Bank Conflicts Eliminated

Perfect! We've eliminated all bank conflicts.

This dramatic improvement reduced the number of wavefronts needed to access the same amount of SMEM by 8x. The 8-way bank conflicts were forcing our memory operations to be serialized, essentially reducing our effective memory bandwidth by 8x. By eliminating these conflicts, we restored the parallel nature of memory accesses, allowing the hardware to operate at its intended throughput and freeing up cycles for actual computation.

Kernel 2 Warp Stalls

If we take a look at the changes in where the warps executing our kernel are stalling, we see huge improvements!

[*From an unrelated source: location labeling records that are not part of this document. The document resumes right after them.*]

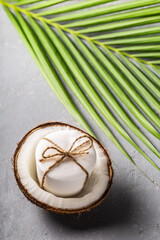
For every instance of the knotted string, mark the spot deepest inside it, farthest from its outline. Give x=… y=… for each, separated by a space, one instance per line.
x=81 y=149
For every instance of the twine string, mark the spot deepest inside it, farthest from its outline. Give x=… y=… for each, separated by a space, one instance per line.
x=81 y=149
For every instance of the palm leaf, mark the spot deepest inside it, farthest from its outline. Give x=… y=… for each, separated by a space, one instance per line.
x=80 y=49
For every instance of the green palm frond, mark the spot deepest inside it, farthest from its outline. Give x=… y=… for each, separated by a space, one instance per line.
x=96 y=49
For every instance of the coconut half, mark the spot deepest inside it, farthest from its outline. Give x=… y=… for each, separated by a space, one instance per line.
x=25 y=170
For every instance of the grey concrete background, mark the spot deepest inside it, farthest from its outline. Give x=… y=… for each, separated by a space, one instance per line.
x=131 y=211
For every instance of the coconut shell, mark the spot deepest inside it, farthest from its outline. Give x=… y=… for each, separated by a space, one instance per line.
x=44 y=205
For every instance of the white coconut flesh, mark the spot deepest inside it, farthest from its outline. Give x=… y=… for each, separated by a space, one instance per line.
x=67 y=178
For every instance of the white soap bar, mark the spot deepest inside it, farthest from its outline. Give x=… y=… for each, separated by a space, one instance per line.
x=67 y=178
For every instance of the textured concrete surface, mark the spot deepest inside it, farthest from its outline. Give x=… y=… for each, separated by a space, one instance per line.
x=131 y=211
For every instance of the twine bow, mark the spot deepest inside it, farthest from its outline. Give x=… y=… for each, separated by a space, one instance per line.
x=81 y=149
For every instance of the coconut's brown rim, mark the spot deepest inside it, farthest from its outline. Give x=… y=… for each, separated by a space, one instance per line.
x=44 y=205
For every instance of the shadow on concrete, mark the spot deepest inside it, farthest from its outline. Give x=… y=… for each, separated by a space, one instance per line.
x=117 y=209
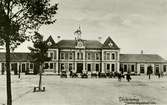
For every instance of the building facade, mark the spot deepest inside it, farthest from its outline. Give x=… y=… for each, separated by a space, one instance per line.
x=81 y=55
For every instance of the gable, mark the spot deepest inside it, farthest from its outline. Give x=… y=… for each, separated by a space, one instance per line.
x=50 y=42
x=110 y=44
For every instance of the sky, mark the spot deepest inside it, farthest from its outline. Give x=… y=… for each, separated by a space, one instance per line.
x=134 y=25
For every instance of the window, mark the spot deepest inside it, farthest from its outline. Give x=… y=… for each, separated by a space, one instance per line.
x=55 y=54
x=141 y=68
x=125 y=68
x=51 y=65
x=70 y=56
x=97 y=67
x=23 y=67
x=46 y=66
x=108 y=67
x=79 y=55
x=62 y=66
x=108 y=56
x=70 y=66
x=88 y=55
x=89 y=67
x=164 y=68
x=132 y=68
x=31 y=66
x=113 y=56
x=62 y=56
x=113 y=67
x=97 y=56
x=156 y=69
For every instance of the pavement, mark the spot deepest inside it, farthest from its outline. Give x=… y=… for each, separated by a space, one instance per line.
x=91 y=91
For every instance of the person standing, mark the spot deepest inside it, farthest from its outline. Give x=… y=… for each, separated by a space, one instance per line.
x=128 y=78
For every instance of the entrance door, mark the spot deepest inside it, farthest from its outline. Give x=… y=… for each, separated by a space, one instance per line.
x=23 y=67
x=79 y=67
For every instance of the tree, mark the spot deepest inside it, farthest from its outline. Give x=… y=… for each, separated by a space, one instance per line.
x=39 y=54
x=149 y=71
x=17 y=18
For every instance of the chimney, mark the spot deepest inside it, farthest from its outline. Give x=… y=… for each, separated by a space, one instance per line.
x=141 y=51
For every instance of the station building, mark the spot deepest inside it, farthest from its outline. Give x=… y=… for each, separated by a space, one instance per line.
x=81 y=55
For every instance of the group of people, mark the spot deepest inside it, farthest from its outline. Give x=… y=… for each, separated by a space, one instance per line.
x=120 y=76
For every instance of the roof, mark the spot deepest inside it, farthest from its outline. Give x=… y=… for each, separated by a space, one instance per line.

StallKernel 1Kernel 2Delta (1→2)Reference
short_scoreboard56.37%1.49%-54.88%0.52%
mio_throttle11.66%0.74%-10.92%1.37%
long_scoreboard6.31%15.15%+8.84%0.43%

However, proportionally, warps are stalling more than we'd like while waiting for GMEM requests. 15.15% of warp stalls are due to long_scoreboard, compared to 0.43% of the reference. Swizzling most likely didn't cause this increase, but instead made it more prominent. Reducing these stalls will help us close the remaining gap in performance.

Up Next

We made a massive stride in performance with just a single change -- swizzling -- which brought us remarkably close to the reference implementation. In the next part, we'll implement standard Cutlass techniques, which will help us overlap computation with memory transfers for higher sustained throughput.

Footnotes

  1. According to this post on the NVIDIA Developer Forums

  2. The _shared suffix here refers to SMEM.

  3. This is the l1tex__data_pipe_lsu_wavefronts_mem_shared_op_ld.sum.pct_of_peak_sustained_elapsed metric.